Kann man dies als tendenziös betrachten?

Kommentar von Menuett ,

Während des Umgangs hat der Vater die Aufsicht und bestimmt diese alleine.

Siehe BGB§ 1687 und 1687a

Antwort
von alphonso, 52

Ist das Kindeswohl gefährdet??

Kommentar von Katzenkinderoma ,

nein das nicht,es tut nur weh,betrogen worden,neues Kind dort,und der glaube das sie wirklich nicht gut ist für meinen Sohn

Kommentar von Bitterkraut ,

Da ist auchnoch ein Gschwisterchen? Dann sei doch froh, daß dein Kind auch mit diesem Umgang haben kann. Hab grad gelesen, es ist ein Stiefgeschwisterchen, das sollte für dich aber keinen Unterschied machen. Dein Kind erzhlt vermutlich nix, weil es spürt, daß du es nicht leiden kannst, wenn es dort ist. Deine Einstellung hat schon abgefärbt.

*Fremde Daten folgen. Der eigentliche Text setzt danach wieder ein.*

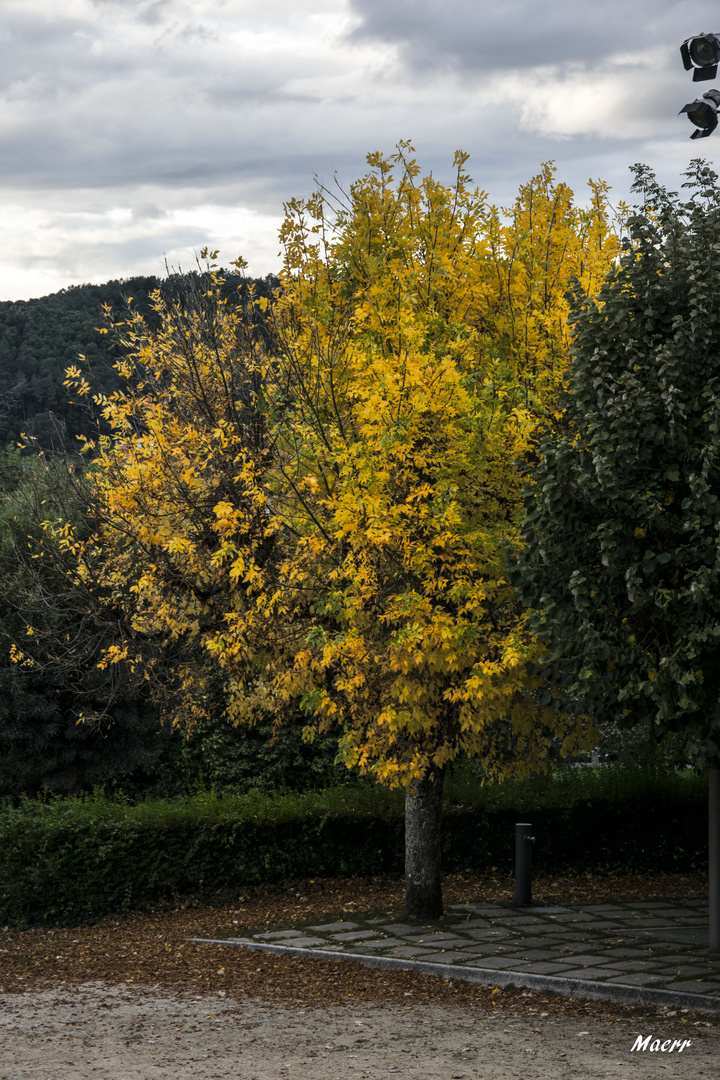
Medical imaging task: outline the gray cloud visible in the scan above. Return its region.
[0,0,720,296]
[350,0,720,73]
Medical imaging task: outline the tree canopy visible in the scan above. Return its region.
[42,144,617,920]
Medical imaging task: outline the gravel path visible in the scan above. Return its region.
[0,983,720,1080]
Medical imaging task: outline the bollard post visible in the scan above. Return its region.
[515,822,535,907]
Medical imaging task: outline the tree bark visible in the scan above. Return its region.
[405,769,445,922]
[707,769,720,953]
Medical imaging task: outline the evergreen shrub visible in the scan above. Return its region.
[0,767,707,926]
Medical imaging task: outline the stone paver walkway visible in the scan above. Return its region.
[194,900,720,1012]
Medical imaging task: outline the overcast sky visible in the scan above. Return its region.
[0,0,720,299]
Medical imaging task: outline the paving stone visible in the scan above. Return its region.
[414,950,467,967]
[602,948,651,963]
[454,919,490,930]
[337,937,405,953]
[277,937,328,948]
[558,953,602,968]
[253,930,302,942]
[390,945,433,960]
[330,930,378,942]
[658,963,710,978]
[600,959,657,972]
[458,927,513,942]
[308,922,359,934]
[563,967,622,983]
[522,963,565,975]
[403,933,466,947]
[608,969,667,986]
[465,956,528,971]
[668,980,715,994]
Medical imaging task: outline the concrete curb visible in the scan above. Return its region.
[186,937,720,1014]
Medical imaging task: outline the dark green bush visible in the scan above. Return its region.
[0,768,707,926]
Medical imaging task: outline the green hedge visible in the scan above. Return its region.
[0,768,707,926]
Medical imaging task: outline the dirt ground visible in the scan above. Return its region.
[0,984,720,1080]
[0,875,720,1080]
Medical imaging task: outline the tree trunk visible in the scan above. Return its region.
[707,769,720,953]
[405,769,445,922]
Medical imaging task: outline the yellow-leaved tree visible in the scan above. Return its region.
[55,144,617,919]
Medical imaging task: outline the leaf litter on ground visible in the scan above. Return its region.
[0,872,720,1027]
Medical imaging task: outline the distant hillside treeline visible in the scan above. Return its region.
[0,271,277,449]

Wenn du deine Eifersucht nicht zurückdrängst, schadest du dem Kind. Willst du das?

Es doch hier nicht um dich, sondern um dein Kind!

Kommentar von Shiranam ,

Ja, das tut Dir weh, betrogen worden zu sein. Kann ich verstehen. Aber er hat nicht seinen Sohn betrogen. Das mußt Du wirklich knallhart trennen - deinem Sohn zuliebe. Er wird Dir später einmal dafür dankbar sein.

Kommentar von Bitterkraut ,

Er wird auch jeztt schon dankbar sein, auch, wenn er es nicht ausdrücken kann, nicht im Spannungsfeld der Eltern leben zu müssen.